Montagnes russes pour la livre
La livre a joué les montagnes russes en août. Par rapport à l’euro, la monnaie britannique a affiché une vigueur qu'elle n'avait plus atteinte depuis environ deux ans à la mi-juillet (EUR/GBP +/- 0,84). Par rapport au dollar américain, le cable (cours GBP/USD) a testé le seuil de 1,30 pour la première fois depuis la mi-2023. La donne a changé par la suite. La Banque d’Angleterre a abaissé son taux d’intérêt pour la première fois en début de mois. Peu de temps après, des nuages menaçants se sont accumulés au-dessus des marchés financiers, entraînant un repositionnement hostile au risque, auquel la livre n’a pas échappé. Le cours EUR/GBP est rapidement passé de 0,84 à 0,86. Le cours GPB/USD a franchi le seuil de résistance de 1,30 et a pris la direction de 1,27. Depuis, il n'y a pratiquement plus aucune trace de ces pertes. Le cable a même touché un sommet sur deux ans, dans le haut de 1,32. Nous nous intéressons aujourd'hui à ce dernier mouvement.
Celui-ci a initialement été provoqué par le rapide retour au calme sur le marché, comme en atteste l'évolution des indices boursiers en Europe ou aux États-Unis. Les facteurs domestiques ont ensuite pris le relais. Comme d’habitude, le Royaume-Uni a publié toute une batterie de chiffres économiques à la mi-août. Ces derniers ont fait état d'un marché de l’emploi solide, d'un secteur industriel et d'un commerce de détail en pleine reprise et d'une croissance robuste au deuxième trimestre. Les principaux indicateurs PMI de confiance des entreprises (août) ont été la cerise sur le gâteau. Les taux d’inflation inférieurs aux prévisions font figure d’exception à la règle, mais n’ont interrompu le rebond de la GBP que pendant un moment. L’inflation de base de 3,3 % et l’inflation des services de 5,2 % pointent en outre toujours une forte tension sous-jacente sur les prix.
La situation économique au Royaume-Uni contraste de plus en plus avec celle dans la zone euro et même celle aux États-Unis. La première stagne alors que la seconde ne cesse de ralentir.
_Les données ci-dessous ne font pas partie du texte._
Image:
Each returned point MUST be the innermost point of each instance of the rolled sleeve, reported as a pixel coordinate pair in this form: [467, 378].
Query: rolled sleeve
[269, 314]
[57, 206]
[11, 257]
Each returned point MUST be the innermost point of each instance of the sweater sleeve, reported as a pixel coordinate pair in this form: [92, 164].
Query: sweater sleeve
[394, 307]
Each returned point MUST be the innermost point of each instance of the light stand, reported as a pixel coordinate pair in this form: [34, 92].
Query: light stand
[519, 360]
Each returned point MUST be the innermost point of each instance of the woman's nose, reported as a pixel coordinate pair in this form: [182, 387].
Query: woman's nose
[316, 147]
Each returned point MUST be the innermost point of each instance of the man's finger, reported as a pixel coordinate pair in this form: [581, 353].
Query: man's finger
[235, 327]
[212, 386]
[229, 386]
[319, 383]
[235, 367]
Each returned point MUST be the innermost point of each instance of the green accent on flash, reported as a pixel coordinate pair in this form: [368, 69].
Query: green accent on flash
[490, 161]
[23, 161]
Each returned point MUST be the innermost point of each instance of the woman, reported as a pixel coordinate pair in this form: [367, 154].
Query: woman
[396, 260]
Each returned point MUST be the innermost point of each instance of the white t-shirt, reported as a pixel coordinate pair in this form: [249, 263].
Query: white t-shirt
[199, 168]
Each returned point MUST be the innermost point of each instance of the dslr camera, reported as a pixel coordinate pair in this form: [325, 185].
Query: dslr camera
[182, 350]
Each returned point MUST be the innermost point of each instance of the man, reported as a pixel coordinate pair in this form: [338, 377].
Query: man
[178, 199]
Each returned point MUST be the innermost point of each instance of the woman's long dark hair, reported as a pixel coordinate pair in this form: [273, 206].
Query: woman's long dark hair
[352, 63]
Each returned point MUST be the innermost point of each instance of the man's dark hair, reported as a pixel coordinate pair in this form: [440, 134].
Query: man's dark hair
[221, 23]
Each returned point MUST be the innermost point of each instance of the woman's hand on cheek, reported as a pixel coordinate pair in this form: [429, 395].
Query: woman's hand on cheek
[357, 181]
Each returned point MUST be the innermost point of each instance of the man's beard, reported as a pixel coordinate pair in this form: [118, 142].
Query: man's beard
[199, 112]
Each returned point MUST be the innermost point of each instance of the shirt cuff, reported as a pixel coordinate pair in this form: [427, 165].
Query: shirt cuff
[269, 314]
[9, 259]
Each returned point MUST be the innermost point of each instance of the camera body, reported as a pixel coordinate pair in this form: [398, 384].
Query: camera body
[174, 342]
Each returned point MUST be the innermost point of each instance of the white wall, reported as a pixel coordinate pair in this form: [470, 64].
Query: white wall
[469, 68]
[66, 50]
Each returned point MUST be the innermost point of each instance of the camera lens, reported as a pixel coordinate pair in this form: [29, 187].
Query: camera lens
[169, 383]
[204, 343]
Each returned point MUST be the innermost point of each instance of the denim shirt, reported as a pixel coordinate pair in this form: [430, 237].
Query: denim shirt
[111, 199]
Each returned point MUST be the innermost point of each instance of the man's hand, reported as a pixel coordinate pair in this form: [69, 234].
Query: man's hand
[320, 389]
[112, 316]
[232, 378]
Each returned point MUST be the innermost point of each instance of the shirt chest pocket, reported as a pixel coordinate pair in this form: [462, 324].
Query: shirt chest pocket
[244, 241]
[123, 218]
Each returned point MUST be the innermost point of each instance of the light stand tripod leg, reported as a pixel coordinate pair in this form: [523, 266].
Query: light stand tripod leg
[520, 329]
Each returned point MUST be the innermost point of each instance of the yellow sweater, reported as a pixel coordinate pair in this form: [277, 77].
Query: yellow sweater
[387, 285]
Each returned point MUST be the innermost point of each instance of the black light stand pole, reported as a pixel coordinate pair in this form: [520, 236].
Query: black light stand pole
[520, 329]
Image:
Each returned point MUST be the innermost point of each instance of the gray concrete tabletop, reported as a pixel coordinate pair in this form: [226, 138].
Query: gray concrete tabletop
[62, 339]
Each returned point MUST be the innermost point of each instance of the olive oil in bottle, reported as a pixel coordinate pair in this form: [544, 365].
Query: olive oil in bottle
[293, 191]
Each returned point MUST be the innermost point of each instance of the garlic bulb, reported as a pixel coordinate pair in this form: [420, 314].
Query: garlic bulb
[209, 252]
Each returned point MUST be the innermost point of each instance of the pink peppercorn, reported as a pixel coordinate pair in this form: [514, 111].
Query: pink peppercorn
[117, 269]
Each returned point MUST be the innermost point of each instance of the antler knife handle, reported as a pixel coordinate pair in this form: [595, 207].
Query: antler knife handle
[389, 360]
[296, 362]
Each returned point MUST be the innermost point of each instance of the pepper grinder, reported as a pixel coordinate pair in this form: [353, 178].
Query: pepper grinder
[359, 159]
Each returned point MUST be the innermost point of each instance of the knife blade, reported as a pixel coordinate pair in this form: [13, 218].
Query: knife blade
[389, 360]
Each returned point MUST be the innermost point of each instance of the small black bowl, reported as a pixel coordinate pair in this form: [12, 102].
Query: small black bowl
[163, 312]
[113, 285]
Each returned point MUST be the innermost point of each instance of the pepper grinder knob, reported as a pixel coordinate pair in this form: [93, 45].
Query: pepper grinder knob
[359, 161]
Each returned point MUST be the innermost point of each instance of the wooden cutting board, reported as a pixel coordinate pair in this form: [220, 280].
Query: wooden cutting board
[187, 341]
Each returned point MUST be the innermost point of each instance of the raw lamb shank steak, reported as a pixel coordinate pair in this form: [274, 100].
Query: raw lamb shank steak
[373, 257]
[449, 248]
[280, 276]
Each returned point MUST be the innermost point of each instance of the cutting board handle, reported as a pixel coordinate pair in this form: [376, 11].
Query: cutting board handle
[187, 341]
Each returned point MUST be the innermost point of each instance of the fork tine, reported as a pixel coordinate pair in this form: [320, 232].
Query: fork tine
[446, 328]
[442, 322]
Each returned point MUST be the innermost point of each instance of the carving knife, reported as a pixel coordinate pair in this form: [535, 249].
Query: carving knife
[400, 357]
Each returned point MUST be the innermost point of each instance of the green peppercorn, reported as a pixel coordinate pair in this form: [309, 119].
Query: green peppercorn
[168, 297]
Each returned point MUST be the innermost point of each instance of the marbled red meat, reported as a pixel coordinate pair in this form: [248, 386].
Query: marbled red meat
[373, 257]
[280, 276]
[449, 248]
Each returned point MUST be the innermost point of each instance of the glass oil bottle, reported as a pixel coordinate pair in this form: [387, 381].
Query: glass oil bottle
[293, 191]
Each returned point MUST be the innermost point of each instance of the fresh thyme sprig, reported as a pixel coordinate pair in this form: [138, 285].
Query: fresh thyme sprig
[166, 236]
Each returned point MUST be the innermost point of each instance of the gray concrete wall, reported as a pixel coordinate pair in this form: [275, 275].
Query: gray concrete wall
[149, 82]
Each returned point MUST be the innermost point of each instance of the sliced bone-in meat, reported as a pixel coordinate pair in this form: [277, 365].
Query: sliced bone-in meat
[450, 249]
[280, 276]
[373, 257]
Au final, cela a poussé le gouverneur de la Banque d’Angleterre, Andrew Bailey, à délivrer un message fondamentalement différent lors du symposium de Jackson Hole la semaine dernière. Si le discours tant attendu du président de la Fed, Jerome Powell, pourrait être résumé par la phrase « l'heure est venue d’ajuster la politique », celui de Bailey pourrait être résumé par la phrase « le travail n’est pas terminé ».
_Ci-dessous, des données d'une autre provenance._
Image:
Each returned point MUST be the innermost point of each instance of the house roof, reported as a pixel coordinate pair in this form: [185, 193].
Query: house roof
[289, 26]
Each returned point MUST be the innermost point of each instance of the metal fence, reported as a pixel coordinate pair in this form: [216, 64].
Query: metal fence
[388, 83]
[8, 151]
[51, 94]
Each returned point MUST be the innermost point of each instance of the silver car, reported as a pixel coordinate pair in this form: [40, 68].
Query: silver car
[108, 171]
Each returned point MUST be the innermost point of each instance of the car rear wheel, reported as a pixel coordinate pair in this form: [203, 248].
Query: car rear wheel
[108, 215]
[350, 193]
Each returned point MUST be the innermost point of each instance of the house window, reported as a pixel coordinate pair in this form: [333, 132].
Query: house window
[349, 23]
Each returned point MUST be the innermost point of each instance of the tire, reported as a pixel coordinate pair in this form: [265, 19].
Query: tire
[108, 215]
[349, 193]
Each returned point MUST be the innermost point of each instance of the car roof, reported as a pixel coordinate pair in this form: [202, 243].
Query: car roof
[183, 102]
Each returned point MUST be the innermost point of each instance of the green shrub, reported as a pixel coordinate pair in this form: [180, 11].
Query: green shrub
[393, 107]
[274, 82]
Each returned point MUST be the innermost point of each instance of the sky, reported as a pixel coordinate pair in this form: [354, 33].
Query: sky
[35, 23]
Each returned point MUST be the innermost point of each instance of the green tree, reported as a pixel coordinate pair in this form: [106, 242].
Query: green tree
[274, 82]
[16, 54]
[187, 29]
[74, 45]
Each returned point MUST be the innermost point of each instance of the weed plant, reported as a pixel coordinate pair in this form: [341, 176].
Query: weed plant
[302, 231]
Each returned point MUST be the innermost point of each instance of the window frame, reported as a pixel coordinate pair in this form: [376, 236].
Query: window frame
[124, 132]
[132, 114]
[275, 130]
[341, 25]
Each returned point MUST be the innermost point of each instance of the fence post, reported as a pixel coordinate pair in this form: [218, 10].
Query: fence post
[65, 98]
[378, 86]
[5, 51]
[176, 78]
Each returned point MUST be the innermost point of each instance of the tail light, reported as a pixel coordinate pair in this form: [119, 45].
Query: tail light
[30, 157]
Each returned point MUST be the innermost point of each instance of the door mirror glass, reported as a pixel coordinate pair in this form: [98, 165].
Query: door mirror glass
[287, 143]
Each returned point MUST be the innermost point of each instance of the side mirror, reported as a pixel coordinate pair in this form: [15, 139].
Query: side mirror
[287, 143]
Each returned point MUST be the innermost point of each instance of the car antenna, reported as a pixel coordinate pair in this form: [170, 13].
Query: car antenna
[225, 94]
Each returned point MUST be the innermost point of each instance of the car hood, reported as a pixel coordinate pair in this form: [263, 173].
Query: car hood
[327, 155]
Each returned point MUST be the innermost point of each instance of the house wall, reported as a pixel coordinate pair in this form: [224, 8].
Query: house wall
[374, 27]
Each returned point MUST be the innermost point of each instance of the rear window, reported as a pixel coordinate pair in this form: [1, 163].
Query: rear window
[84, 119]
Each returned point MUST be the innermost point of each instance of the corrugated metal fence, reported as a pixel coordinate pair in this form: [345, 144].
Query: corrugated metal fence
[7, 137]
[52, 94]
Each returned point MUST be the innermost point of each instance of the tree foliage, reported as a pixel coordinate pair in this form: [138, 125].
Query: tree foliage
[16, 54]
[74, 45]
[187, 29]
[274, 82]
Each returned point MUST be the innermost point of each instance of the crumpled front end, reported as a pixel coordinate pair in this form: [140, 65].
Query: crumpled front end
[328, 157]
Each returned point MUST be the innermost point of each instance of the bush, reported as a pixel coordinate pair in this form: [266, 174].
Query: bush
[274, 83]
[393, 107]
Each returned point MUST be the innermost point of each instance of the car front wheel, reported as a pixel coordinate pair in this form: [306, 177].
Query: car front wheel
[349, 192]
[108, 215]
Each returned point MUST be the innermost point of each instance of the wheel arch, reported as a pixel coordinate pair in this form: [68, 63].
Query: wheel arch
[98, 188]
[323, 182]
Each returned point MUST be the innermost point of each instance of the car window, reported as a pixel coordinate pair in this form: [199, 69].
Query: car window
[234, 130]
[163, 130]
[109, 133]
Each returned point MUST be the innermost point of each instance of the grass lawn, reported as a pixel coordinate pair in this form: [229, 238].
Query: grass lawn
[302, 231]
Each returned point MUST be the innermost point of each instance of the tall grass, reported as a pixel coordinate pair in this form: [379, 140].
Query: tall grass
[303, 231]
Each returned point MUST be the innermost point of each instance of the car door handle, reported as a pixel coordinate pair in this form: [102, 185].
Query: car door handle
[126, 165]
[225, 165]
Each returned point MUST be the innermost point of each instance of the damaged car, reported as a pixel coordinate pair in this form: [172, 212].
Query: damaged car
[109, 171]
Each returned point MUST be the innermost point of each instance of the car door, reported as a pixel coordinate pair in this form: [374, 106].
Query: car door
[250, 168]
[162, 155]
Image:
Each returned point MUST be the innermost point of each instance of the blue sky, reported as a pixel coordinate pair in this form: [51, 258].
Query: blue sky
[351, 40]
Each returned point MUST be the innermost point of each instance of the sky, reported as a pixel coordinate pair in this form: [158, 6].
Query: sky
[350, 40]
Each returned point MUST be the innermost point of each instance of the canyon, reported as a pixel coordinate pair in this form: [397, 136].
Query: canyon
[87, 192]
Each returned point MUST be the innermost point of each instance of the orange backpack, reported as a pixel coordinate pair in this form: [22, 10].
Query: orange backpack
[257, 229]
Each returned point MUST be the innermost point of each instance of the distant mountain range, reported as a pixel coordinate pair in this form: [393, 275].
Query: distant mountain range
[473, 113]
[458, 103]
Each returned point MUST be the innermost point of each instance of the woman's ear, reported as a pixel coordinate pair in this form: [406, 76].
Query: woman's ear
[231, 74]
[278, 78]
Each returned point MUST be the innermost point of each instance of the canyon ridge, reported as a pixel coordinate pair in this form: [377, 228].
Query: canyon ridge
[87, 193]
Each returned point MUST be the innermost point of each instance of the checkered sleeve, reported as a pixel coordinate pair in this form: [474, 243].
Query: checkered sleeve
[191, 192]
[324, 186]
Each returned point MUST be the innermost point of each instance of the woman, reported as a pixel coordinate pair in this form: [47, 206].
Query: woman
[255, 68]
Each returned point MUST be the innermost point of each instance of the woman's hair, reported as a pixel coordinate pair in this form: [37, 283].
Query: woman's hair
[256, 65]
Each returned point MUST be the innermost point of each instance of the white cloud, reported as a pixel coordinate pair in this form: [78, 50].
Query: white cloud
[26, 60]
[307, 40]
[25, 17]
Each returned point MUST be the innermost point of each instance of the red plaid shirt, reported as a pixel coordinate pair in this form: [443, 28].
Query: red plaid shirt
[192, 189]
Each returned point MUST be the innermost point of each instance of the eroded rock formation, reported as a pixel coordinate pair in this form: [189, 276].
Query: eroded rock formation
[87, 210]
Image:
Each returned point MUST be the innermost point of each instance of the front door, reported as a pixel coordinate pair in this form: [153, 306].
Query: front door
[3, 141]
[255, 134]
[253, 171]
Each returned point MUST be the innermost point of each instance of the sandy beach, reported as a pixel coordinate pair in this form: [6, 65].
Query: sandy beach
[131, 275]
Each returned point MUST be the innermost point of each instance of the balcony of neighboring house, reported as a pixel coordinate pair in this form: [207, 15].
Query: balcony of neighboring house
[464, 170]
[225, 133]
Sur le plan monétaire, cela signifie que la Fed et la BCE vont abaisser leurs taux en septembre, mais que la Banque d’Angleterre s'abstiendra. Le marché monétaire britannique table d’ailleurs sur une réduction cumulée de « seulement » 175 points de base (à 3,5 %) sur l’ensemble du cycle d'assouplissement. À titre de comparaison, les baisses sont attendues à 225-250 pb (3 %) aux États-Unis et à 200 pb (2 %) dans la zone euro. Ce positionnement tranché est à la base de la vigueur de la livre sterling. Mais qui dit « tranché » dit parfois aussi « unilatéral », avec le risque d’une contre-réaction. Toutefois, il n'y a aucune raison de s’opposer à la dynamique de la livre tant que l’écart avec la zone euro et les États-Unis persistera. Le cours EUR/GBP se prépare à tester le plus bas de juillet susmentionné (0,838). Dans notre scénario privilégié, cette zone de soutien technique tiendra, et donc aussi la fourchette latérale à court terme de 0,84-0,86. Une rupture à la baisse ouvrira en principe la voie vers 0,82, avec quelques arrêts intermédiaires (0,834 et 0,825). Pour le cable, un important seuil de résistance se situe autour de 1,35, mais une fois ce cap passé, la voie sera libre pour un retour au sommet de 2021 (1,425).